After beginning almost 10 years ago as a peer support group, TAKE is now a “one-stop shop” for supportive services and holistic healing, led by trans women of colour. At TAKE, staff are available 24 hours a day and show up as role models and peer support. Lucie’s Place has also adopted a holistic healing model. Their community aides work in assistance with folks at the centre to develop goal-management accountability systems. Freelon describes this as a “learning community” that encourages participants to work through their shame and challenges with adequate support.
Thrive has implemented a similar, trauma-informed approach. Beyond offering an emergency shelter and rapid rehousing, the organization also offers mental healthcare. Sandra explains that over half of the youth at their service become homeless due to an unsafe family home environment or familial rejection. “This creates a lot of difficult, hard work through trauma for our youth—and that compounds with the trauma experienced during bouts of homelessness.” In part, this is why their outreach work aims to prevent the trauma of homelessness to begin with, noting that it takes less than 48 hours on the streets before a young person experiences violence or is forced into criminal activity.
At Love Doesn’t Hurt, holistic healing involves working with businesses that are welcoming and affirming in their policies for their clients to apply for employment.

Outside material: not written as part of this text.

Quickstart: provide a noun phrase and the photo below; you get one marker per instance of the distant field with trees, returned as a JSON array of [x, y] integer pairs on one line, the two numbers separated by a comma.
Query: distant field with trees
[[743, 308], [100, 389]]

Lewis also collaborates with Dress for Success, a global nonprofit supplying business attire for low-income women, to provide clothing, and she sets up job fairs. “I’ve seen clients who didn’t have anything to their name—an ID, social security card, clothes—and now they have their own secure housing, employment, and have continued along their journey and transitioning and are thriving. It’s a collective effort!” In each of these models, it’s not it’s not only about access to physical needs, but also psychological needs such as the need for autonomy—especially crucial when it’s been structurally denied.

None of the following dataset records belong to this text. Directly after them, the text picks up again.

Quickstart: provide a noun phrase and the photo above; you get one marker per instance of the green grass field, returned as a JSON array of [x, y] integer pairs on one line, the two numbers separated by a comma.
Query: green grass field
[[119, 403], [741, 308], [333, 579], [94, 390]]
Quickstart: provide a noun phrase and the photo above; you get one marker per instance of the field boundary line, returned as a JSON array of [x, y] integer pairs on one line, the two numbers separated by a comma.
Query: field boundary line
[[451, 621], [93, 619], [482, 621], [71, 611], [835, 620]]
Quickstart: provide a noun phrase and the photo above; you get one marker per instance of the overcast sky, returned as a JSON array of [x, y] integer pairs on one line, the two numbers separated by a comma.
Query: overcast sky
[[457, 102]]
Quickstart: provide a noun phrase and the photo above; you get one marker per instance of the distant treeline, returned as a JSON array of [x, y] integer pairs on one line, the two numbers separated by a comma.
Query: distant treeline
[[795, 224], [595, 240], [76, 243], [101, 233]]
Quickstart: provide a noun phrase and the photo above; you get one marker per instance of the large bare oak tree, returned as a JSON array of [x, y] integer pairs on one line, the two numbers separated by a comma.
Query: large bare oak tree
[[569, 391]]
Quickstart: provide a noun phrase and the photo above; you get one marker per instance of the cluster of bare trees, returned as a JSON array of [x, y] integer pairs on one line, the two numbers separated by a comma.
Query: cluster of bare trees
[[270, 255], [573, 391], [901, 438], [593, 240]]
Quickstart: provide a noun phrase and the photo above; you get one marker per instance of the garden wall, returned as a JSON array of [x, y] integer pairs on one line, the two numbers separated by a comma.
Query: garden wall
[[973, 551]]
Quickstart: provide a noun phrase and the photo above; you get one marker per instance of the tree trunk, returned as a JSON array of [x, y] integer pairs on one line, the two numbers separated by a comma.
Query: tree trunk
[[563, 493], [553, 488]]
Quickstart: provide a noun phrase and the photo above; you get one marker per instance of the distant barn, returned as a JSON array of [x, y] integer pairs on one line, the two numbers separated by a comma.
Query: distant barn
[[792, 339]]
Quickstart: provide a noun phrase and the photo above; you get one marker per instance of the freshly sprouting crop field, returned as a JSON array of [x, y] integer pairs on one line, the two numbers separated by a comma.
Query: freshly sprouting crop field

In these organizations’ work, the most salient limitation often comes from elected officials in their states. In Southern states with mostly conservative politics, solutions often require working against existing policies, rather than collaboratively with them. In response, Freelon believes policy-makers should decolonize their mindset and instead work collaboratively with existing organizations at the local level. For officials who do support queer and trans communities, Duncan-Boyd notes their tendency to “reinvent the wheel” by making assumptions about what the community needs. She urges these officials to instead reach out to people already doing the work.
By implementing community-based solutions that focus on holistic healing, these groups not only alleviate tangible factors leading to homelessness, but also the underlying psychological repercussions of discrimination such as shame and internalized stigma. It’s not just about helping queer and trans people in the South survive an environment that is non-nurturing at best, and life-threatening at worst. Instead, the goal is flourishing. “You plant that seed and you continue to pour water on it until something blossoms,” Duncan-Boyd says of her work. And for any flower to bloom, it’s absolutely necessary to have good soil. For queer and trans Southerners, this soil looks like caring, affirming environments with community-based care.